Objective: Cystatin C, an endogenous marker for glomerular filtration rate - kidney function, also correlates with cardiovascular risk factors. At the same time changes of blood fluidity are also one of main risk factors of cardiovascular disorders. The aim of our study was to investigate if it is association Cystatin C with hemorheological parameters of blood in the essential hypertensive patients (EH pts).

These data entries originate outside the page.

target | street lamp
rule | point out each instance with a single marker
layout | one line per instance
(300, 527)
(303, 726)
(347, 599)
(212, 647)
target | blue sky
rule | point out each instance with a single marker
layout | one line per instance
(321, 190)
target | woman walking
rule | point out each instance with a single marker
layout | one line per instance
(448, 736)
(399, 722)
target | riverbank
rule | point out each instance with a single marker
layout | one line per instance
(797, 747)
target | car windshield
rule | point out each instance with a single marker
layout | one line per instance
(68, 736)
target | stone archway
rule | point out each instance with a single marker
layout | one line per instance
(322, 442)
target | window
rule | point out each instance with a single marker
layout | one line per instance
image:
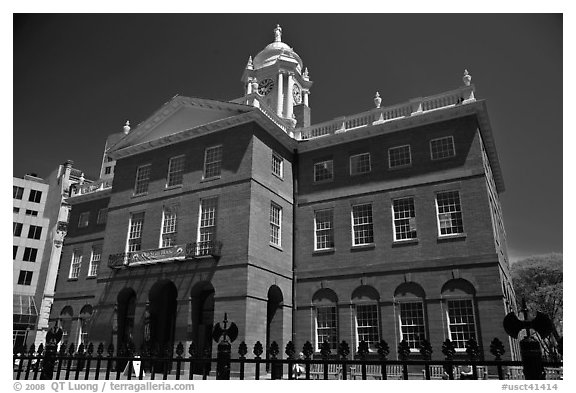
(442, 148)
(404, 219)
(207, 226)
(275, 224)
(362, 229)
(30, 254)
(323, 171)
(76, 264)
(83, 219)
(449, 213)
(34, 232)
(367, 324)
(212, 161)
(359, 164)
(35, 196)
(25, 277)
(277, 165)
(324, 229)
(412, 323)
(142, 179)
(17, 192)
(102, 216)
(169, 218)
(326, 328)
(175, 171)
(135, 232)
(461, 324)
(17, 228)
(399, 156)
(95, 261)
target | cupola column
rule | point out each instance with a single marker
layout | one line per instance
(279, 100)
(289, 98)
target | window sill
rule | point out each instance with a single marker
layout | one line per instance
(455, 237)
(402, 243)
(363, 247)
(279, 248)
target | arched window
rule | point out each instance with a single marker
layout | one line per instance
(365, 299)
(325, 304)
(459, 304)
(410, 310)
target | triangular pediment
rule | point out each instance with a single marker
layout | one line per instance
(178, 115)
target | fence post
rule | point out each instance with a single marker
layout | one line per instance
(49, 361)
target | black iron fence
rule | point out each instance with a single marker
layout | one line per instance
(94, 364)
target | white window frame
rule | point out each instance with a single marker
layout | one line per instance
(207, 224)
(328, 167)
(403, 165)
(275, 224)
(76, 264)
(470, 299)
(334, 309)
(213, 168)
(444, 156)
(169, 229)
(371, 343)
(320, 231)
(411, 220)
(277, 165)
(95, 259)
(449, 213)
(359, 157)
(84, 219)
(135, 229)
(400, 324)
(369, 224)
(175, 171)
(142, 181)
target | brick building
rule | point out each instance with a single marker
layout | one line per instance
(381, 225)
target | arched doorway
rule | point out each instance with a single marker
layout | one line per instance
(274, 319)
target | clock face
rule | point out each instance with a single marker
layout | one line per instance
(297, 94)
(265, 86)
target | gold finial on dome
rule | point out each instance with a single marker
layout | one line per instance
(278, 34)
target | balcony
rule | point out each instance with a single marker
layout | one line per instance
(188, 251)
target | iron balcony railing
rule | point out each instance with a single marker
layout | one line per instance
(167, 254)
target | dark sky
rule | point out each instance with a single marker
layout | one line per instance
(77, 78)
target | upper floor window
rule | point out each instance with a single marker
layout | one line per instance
(83, 219)
(169, 228)
(135, 232)
(34, 232)
(142, 179)
(449, 213)
(25, 277)
(399, 156)
(275, 224)
(17, 192)
(35, 196)
(175, 171)
(324, 229)
(277, 165)
(360, 163)
(30, 254)
(442, 148)
(212, 161)
(404, 219)
(362, 226)
(323, 170)
(102, 216)
(76, 264)
(207, 225)
(95, 261)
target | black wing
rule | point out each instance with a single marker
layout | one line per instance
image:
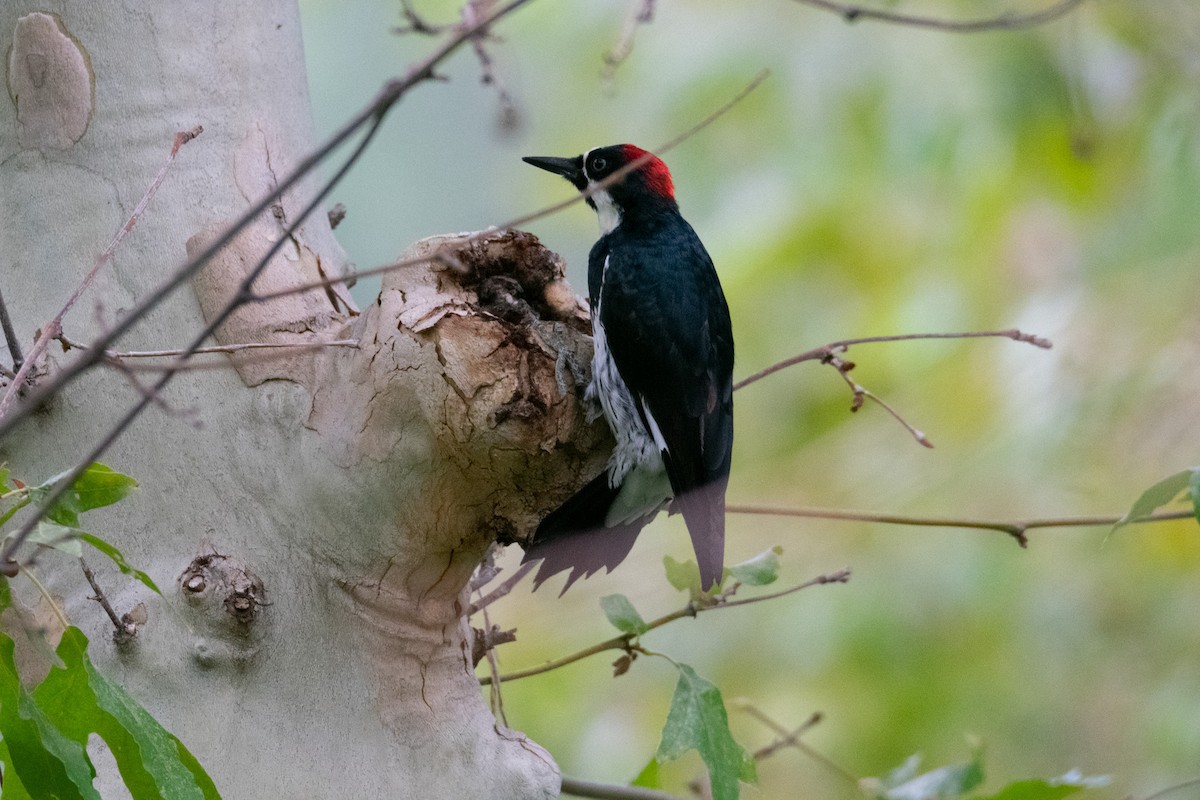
(670, 335)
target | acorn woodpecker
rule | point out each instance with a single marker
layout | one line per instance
(663, 373)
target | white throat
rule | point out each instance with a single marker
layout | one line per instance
(606, 210)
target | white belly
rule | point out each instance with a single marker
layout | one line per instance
(636, 462)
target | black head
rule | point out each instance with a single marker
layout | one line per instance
(647, 185)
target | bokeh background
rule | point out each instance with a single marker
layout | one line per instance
(883, 180)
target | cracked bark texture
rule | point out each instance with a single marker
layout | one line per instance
(311, 518)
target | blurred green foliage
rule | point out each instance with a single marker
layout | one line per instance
(885, 180)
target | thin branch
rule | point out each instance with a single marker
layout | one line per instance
(1173, 789)
(834, 348)
(853, 12)
(511, 224)
(581, 788)
(862, 394)
(52, 329)
(641, 13)
(124, 630)
(503, 589)
(371, 115)
(625, 641)
(372, 118)
(67, 344)
(509, 118)
(13, 542)
(792, 739)
(10, 336)
(1014, 528)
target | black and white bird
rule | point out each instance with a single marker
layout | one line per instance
(663, 373)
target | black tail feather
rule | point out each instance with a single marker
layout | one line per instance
(703, 511)
(575, 537)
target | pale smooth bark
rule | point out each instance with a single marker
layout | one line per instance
(313, 518)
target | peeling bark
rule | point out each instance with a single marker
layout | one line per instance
(313, 516)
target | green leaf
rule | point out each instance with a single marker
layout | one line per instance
(648, 779)
(1159, 494)
(623, 615)
(760, 570)
(697, 721)
(1051, 789)
(81, 702)
(13, 789)
(59, 537)
(941, 783)
(96, 487)
(21, 503)
(119, 559)
(70, 541)
(1194, 491)
(48, 763)
(683, 576)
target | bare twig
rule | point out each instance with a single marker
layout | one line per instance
(503, 589)
(509, 118)
(10, 336)
(862, 394)
(13, 542)
(1173, 789)
(511, 224)
(581, 788)
(372, 118)
(493, 636)
(834, 348)
(52, 329)
(792, 739)
(785, 738)
(1015, 528)
(641, 13)
(625, 642)
(853, 12)
(124, 630)
(371, 115)
(67, 344)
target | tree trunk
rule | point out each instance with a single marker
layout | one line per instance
(311, 518)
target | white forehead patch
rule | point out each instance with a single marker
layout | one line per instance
(607, 211)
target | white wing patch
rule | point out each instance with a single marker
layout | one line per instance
(654, 427)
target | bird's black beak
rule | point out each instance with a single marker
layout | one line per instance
(569, 168)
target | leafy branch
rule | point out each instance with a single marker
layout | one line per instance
(1014, 528)
(695, 607)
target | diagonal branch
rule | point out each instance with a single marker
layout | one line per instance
(541, 212)
(371, 115)
(53, 328)
(372, 118)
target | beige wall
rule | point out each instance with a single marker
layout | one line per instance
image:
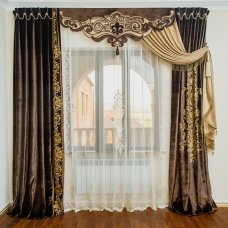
(6, 63)
(217, 37)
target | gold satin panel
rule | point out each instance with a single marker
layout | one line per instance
(167, 44)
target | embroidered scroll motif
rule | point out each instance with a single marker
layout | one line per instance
(57, 122)
(117, 27)
(190, 127)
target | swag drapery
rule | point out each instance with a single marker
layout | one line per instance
(38, 138)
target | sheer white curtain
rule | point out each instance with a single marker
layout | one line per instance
(116, 125)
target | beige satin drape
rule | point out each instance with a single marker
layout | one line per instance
(167, 44)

Design and Methods: 26 EH pts (18M, 8F) grade 1 or 2, av. age 48,4±2,4 years with short duration EH (no more 5 years) and without chronic kidney disease (Creatinine level: 84,7±1,9 μmol/L, GFR: 114,9±5,4 ml/min), 24-h SBP was 140,8±2,7 mm.Hg., 24-h DBP was 86,0 ±2,6 mm Hg. Cystatin C was defined by a method of turbidimetry on the Architect C 8000 analyzer (Abbot, USA). Whole blood viscosity of native blood and at standard hematocrit =30 at high (128c-1) ν1 and low (0,95c-1) ν2 shear rates, plasma viscosity (νpl) were measured by a rotational viscometer (Low Shear 30 “Contraverse”, Switzerland). Hematocrit (Ht) and aggregation of erythrocytes (ν2/ ν1) were studied also. 24 hour blood pressure monitoring (24-h BPM) was carried out by BPlab (Russia).The statistical analysis was carried out by nonparametric method of Spearman with STATISTICA 6. The data is presented as M±SE.
Results: In the whole group EH pts Cystatin C level was 1,00±0,02 μg/L, Ht=49,7±0,8%, ν1=5,05±0,10sPs, ν2=26,5±1,2sPs, νpl=1,51±0,01 sPs, at standard hematocrit ν1st= 3,18±0,02, ν2st 8,2±0,4, ν2/ ν1=5,2±0,1.
Significant association Cystatin C with platelet aggregation (r=0,49; p<0,05) and plasma viscosity ν2 (r=0,46; p<0,05) were found. We didn't find significant association Cystatin C with other hemorheological parameters.
Conclusion: our results confirm a hypothesis of significant influence of Cystatin C on hemorheological properties of blood in EH pts, what can be an additional risk factor for cardiovascular negative events.